Ich habe versucht einfach nachdem die Taste W gedrückt wurde die ypos 40mal zu erhöhen.
Leider ist die Figur nicht langsam nach oben gesprungen und wieder runter, sondern extrem schnell. Danach dachte ich mir, ich brauche nur ein "Thread.sleep(ms)" um das ganze einfach langsam ablaufen zu lassen. Hat auch nicht funktioniert.

Wie kann ich das machen?


----------



## dayaftereh (2. Mai 2016)

Hey, ich würde das im normalen Fall mit einer Art Gravitation machen. Das bedeutet am Spieler wirkt kontinuierlich eine Kraft in der Positiven Y Achsen Richtung. Wenn dein Spieler springt dann mit einer Karft in der Negativen Y Achsen Richtung. Beide Kräfte Wirken dann gegeneinander über die Zeit.

Du könntest für das einfache umsetzen sagen, wenn dein Spieler springt, dann bewegt er sich mit 2 Pixeln pro Update in Richtung Negativen Y Achse und zusätzlich ziehst du 0.025 Pixel von den 2 Pixeln pro Update ab.
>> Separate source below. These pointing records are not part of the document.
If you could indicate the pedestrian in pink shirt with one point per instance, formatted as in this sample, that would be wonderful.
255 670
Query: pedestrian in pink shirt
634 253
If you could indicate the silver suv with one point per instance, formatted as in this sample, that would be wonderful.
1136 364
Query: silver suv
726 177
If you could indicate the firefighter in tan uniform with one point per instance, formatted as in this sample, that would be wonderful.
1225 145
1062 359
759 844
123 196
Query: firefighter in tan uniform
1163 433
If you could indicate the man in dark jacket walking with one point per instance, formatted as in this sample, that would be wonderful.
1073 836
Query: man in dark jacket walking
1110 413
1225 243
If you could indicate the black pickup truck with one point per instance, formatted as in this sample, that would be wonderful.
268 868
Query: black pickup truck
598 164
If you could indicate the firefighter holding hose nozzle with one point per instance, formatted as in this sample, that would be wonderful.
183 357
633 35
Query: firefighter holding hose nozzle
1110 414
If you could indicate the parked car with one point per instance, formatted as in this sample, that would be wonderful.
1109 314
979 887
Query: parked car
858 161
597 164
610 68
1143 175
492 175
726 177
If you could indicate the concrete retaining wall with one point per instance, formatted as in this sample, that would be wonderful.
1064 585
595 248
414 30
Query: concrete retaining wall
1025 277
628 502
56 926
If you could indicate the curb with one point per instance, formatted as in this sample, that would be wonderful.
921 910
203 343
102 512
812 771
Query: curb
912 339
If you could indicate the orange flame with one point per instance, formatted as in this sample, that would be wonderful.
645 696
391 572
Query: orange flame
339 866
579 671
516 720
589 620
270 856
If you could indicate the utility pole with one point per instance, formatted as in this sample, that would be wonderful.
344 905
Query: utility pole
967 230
Das würde bewirken das der Spieler zuerst Steigt und dann fällt. Natürlich muss du einen Boden Einbau, sonst fällt der Spieler aus der Welt unb beim erneuten Springen denn werkt auf 2 zurücksetzen.
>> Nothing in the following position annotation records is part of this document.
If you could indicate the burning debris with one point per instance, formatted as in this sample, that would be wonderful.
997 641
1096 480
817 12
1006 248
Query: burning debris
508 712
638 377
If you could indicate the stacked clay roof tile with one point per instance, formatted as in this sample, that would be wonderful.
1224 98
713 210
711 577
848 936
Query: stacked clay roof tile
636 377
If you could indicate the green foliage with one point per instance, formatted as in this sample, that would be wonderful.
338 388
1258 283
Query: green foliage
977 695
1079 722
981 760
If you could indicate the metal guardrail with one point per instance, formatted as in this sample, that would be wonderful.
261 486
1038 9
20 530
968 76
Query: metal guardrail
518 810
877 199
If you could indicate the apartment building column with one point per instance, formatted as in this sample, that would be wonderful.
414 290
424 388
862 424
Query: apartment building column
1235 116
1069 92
Hoffe das Hilft, denke aber es gibt genug Tutorials die ein Spiel wie Mario beschreiben


----------



## Javaman91 (2. Mai 2016)

Mein problm ist einfach, das ich nicht weiß wie ich die Spielfigur Pixel für Pixel nach oben wandern lassen kann. Bei mir ist die Figur immer ganz kurz ganz oben und danach gleich wieder am Boden.
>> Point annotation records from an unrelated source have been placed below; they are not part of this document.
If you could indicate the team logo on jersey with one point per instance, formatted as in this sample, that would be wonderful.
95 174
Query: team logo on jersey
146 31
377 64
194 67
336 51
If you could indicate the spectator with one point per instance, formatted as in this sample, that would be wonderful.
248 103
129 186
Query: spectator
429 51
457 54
Ich möchte ja, wenn die "W" Taste einmal gedrückt wird, das der Spieler springt.
Nun habe ich mir gedacht ich lasse in der update-Methode eine For-Schleife laufen die die Ypos immer um 1 erhöht. Hat die For-Schleife ihr maximum erreicht, so wird eine zweite For-Schleife aufgerufen die dann wieder Ypos um 1 verkleinert.
Hier habe ich aber das Problem, das zuerst die beiden For-Schleifen in der update-Methode ausgeführt werden. Erst wenn diese zwei Schleifen fertig sind wird die render-Mathode aufgerufen. Dann entspricht der neue Wert von Ypos dem alten Wert den Ypos hatte bevor "W" gedrückt wurde. Also tut die Spielfigur nichts.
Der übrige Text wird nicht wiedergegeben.